Disclamer : Les Animaux Fantastiques et Harry Potter ne sont pas à moi. Ce qui est tant mieux pour les personnages de JKR vu mes tendance à traumatiser mes personnages.
Titre : Crossroads
Résumé : La vie est composée de chemins qui se croisent. Même la plus petite action peut chambouler la vie de dizaines de personnes sans que l'on s'en rende compte.
Note : Voici le nouveau chapitre, avant de vous laisser le lire tranquillement, j'ai un petit truc à vous dire. Je vous rappelle pour ceux que ça intéresse que les reviews sont le seul salaire et la seule manière des auteurs pour pouvoir communiquer avec les lecteurs. Je sais qu'il y a des personnes qui lisent cette fic, j'ai les statistiques, mais, je ne sais pas réellement ce que vous pensez de mon histoire parce que vous ne me dites rien. Vous pouvez me dire aussi bien ce que vous aimez ou non. Ou si vous voulez voir plus souvent tel ou tel personnage, bref, vous pouvez me dire ce qui vous dérange afin que je puisse améliorer mon histoire. Voilà.
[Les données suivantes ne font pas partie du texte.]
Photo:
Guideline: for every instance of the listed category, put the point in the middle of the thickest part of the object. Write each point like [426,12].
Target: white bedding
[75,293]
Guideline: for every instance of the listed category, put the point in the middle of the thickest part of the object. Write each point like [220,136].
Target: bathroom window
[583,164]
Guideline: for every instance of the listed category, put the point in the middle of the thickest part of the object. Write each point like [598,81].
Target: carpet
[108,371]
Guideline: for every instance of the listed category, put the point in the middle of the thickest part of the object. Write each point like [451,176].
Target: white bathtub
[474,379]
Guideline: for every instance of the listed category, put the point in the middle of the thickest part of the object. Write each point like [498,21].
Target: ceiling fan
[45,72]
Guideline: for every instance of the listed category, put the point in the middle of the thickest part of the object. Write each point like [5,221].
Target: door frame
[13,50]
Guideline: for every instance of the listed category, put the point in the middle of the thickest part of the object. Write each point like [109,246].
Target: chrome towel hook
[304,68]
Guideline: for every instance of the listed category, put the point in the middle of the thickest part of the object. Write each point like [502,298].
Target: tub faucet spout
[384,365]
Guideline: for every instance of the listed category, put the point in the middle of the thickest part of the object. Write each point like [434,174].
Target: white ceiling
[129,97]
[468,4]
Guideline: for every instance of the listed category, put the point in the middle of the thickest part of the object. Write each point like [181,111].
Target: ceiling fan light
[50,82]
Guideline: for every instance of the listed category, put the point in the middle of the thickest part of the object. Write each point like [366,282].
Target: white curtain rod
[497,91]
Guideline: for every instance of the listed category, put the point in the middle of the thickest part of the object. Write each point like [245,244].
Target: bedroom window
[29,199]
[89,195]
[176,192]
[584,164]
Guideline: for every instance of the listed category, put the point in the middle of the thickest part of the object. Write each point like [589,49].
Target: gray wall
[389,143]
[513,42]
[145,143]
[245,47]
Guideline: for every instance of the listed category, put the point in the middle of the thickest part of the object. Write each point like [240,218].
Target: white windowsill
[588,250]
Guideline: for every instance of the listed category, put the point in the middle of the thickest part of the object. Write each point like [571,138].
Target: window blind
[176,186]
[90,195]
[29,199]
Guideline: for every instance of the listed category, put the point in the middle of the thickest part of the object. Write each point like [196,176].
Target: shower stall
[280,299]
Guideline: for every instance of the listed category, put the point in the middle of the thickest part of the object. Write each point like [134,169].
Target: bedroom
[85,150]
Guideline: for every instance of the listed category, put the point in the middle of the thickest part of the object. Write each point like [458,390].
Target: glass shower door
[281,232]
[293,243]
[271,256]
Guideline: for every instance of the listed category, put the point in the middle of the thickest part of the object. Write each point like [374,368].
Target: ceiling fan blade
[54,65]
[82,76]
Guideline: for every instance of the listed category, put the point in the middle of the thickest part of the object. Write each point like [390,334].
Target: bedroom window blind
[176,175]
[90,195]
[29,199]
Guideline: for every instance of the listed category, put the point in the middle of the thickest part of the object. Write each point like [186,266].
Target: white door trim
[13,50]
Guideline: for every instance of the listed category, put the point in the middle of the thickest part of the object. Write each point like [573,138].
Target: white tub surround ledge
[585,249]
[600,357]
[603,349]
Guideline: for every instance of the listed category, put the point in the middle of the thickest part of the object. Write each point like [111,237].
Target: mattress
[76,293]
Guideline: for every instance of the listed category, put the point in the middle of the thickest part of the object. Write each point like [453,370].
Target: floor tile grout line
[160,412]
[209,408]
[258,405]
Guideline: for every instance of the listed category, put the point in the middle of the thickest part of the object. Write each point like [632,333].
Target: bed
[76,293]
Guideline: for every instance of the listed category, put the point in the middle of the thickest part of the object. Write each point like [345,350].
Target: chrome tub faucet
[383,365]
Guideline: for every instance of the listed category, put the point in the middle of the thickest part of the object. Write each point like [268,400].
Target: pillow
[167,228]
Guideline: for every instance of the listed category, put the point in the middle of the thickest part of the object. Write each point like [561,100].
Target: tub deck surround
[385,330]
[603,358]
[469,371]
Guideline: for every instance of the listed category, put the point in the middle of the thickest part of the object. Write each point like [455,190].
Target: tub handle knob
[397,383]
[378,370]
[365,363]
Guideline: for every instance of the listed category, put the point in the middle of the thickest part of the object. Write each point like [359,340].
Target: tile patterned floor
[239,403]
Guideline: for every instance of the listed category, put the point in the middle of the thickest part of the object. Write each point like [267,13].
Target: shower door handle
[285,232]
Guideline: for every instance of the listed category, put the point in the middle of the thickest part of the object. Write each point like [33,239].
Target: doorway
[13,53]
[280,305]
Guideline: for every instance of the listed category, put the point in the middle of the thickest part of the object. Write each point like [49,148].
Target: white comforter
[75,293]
Chapitre 10 : Faire le point.
Maura regardait la fiole devant elle. Cela faisait des années qu'elle l'avait achetée à un apothicaire miteux. C'était ce jour-là qu'elle avait rencontré Natalia Lejova. Elle n'avait jamais avoué à son amie les véritables raisons de cet achat. Elle lui avait dit que c'était pour comparer ce venin à un autre. Elle ne lui avait jamais dit que c'était pour elle. Cela faisait plus de dix ans. Mais, l'idée de mettre fin à ses jours ne l'avait jamais réellement quittée. Elle la cachait par ses flirts et ses sourires. Elle n'avait pas la vie qu'elle aurait voulue avoir. Elle n'avait pas la vie que ses parents auraient voulu qu'elle ait. Mais, ce n'était pas grave. Elle… Elle n'était jamais allée jusqu'au bout. Sauf qu'aujourd'hui, elle était allée consulter un spécialiste et le verdict était tombé. Même si elle continuait à avoir ses cycles, même si elle était en bonne santé… Elle ne pourrait jamais avoir d'enfants. Son ventre ne donnerait jamais la vie.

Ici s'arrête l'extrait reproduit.